Lessons from the News Corp. Scandal: Avoiding Bad Brand Associations

As PR people, one of our major duties is to build beneficial relationships for our clients. In the wake of the News of the World phone hacking scandal, we’ve seen how some of these associations can turn into PR suicide.

However, a few charities saw it beneficial to place free ads in News of the World’s final issue. According to PR Week’s article, “Charities Insist News of the World Ads Were Great Opportunity Despite ‘Toxic Brand’,” nonprofits like St. John Ambulance, Pennies for Life and The Well Foundation placed ads.

Still, with the recent parliament hearings and the arrest of former exec. Rebekah Brooks, it’s hard to imagine why any organization would jeopardize their image like this.

Here are some things to consider when evaluating whether this type of PR risk is really worth taking:

1. Your Audience: Would your target audience understand that the organization’s misdeeds in no way reflect your client’s beliefs or actions? If your audience would misinterpret your association as an endorsement for the organization’s actions avoid the risk.

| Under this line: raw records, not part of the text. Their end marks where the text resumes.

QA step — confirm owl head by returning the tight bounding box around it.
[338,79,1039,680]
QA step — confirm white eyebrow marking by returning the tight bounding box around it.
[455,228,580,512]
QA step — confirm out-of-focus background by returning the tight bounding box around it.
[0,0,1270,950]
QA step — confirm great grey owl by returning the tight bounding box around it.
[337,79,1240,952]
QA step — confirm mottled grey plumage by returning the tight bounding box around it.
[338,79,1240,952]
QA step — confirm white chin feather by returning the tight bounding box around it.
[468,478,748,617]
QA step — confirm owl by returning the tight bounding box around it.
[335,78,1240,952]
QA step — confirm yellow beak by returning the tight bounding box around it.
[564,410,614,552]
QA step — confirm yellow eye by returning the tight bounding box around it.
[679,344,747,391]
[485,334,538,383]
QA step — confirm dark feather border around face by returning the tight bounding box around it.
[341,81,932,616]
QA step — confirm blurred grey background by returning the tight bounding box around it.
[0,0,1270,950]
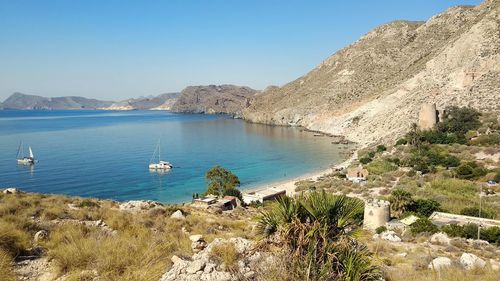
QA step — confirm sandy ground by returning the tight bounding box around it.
[242,152,358,196]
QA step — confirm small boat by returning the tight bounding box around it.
[149,140,174,171]
[17,142,36,165]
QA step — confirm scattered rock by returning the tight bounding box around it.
[170,210,186,220]
[3,187,21,194]
[428,257,451,270]
[429,232,451,245]
[189,234,207,253]
[460,253,486,270]
[186,260,206,274]
[373,230,401,242]
[34,230,49,242]
[490,259,500,271]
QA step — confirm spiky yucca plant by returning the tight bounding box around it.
[258,191,380,280]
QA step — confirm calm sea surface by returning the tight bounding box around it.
[0,110,345,203]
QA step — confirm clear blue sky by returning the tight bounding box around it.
[0,0,480,100]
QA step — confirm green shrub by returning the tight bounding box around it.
[410,199,441,217]
[375,225,387,234]
[410,218,439,235]
[359,157,372,165]
[460,207,495,219]
[469,133,500,146]
[0,221,30,258]
[366,160,397,175]
[455,161,488,180]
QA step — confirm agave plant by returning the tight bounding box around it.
[258,191,380,280]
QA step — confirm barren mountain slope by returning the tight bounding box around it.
[244,0,500,144]
[171,85,256,115]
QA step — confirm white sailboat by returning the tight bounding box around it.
[149,140,174,171]
[17,142,36,165]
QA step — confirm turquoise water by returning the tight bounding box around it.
[0,110,343,203]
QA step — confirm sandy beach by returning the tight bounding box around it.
[242,151,358,196]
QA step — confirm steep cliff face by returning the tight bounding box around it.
[171,85,256,116]
[3,93,112,109]
[243,0,500,144]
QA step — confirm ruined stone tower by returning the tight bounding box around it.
[363,199,391,230]
[418,104,438,130]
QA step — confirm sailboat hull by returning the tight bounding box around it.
[149,163,172,170]
[17,158,35,165]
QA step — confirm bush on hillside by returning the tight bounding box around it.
[460,207,495,219]
[410,199,441,217]
[455,161,488,180]
[366,160,397,175]
[410,218,439,235]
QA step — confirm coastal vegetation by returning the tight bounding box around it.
[258,191,381,280]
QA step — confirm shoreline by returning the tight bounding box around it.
[240,150,358,197]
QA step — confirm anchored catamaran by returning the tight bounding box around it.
[17,142,36,165]
[149,140,174,170]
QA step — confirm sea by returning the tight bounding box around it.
[0,110,346,203]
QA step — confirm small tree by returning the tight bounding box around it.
[205,166,240,196]
[389,189,414,217]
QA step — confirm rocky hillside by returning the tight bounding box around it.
[104,93,179,110]
[3,93,112,109]
[244,0,500,144]
[171,85,256,116]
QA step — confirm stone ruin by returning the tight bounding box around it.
[363,199,391,230]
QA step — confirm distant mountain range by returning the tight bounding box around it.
[2,93,113,109]
[0,85,257,115]
[243,0,500,144]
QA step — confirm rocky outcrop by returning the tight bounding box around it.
[171,85,256,116]
[460,253,486,270]
[160,237,272,281]
[428,257,452,270]
[102,93,180,110]
[3,93,112,109]
[243,0,500,144]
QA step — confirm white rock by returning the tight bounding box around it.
[186,260,205,274]
[428,257,451,270]
[490,259,500,271]
[373,230,401,242]
[170,210,186,220]
[429,232,451,245]
[460,253,486,270]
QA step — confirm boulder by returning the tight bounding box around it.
[186,260,206,274]
[373,230,401,242]
[428,257,451,270]
[490,259,500,271]
[34,230,49,242]
[429,232,451,245]
[460,253,486,270]
[170,210,186,220]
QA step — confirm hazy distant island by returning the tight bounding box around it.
[0,85,257,116]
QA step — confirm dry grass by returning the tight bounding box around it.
[0,249,17,281]
[0,191,251,281]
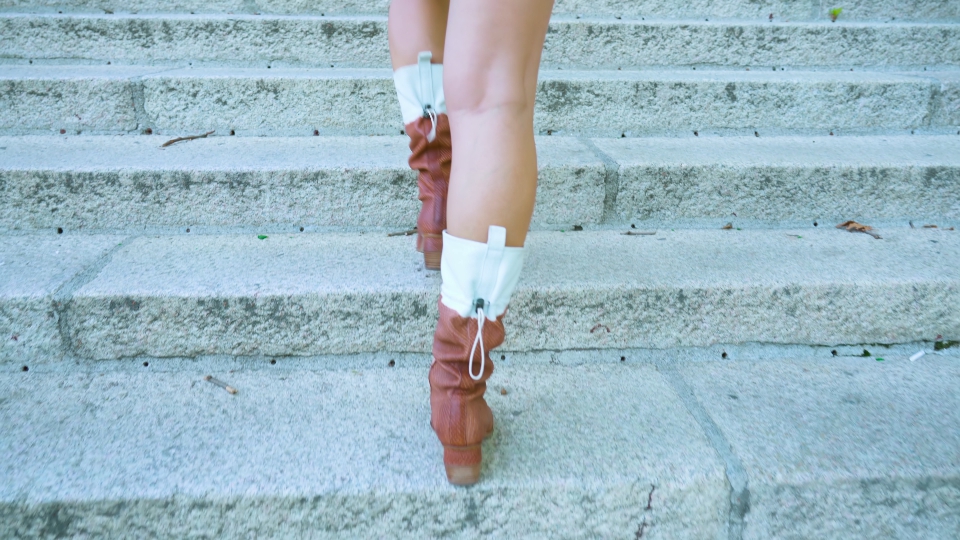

Children’s Heart Federation Communications Manager Cecilia Yardley showed how she weighed her concerns as she states, “…we thought about…[it] carefully and we decided for our beneficiary group it was advantageous for them to reach a wider audience.”

2. Your Image: If your client’s image is already in danger this will be one more thing to disengage the audience. The charities placing ads knew their do-good image would help their audience pay attention to their message, instead of the endangered brand.

3.Your future: Does it seem like the organization in crisis has other wrongdoings that will hit the fan soon? If you think there’s going to be one misdeed after another uncovered, your client’s image may not survive such a lengthy crisis.

The take away: In scandals like this the safest bet is to stay far away from the organization in crisis.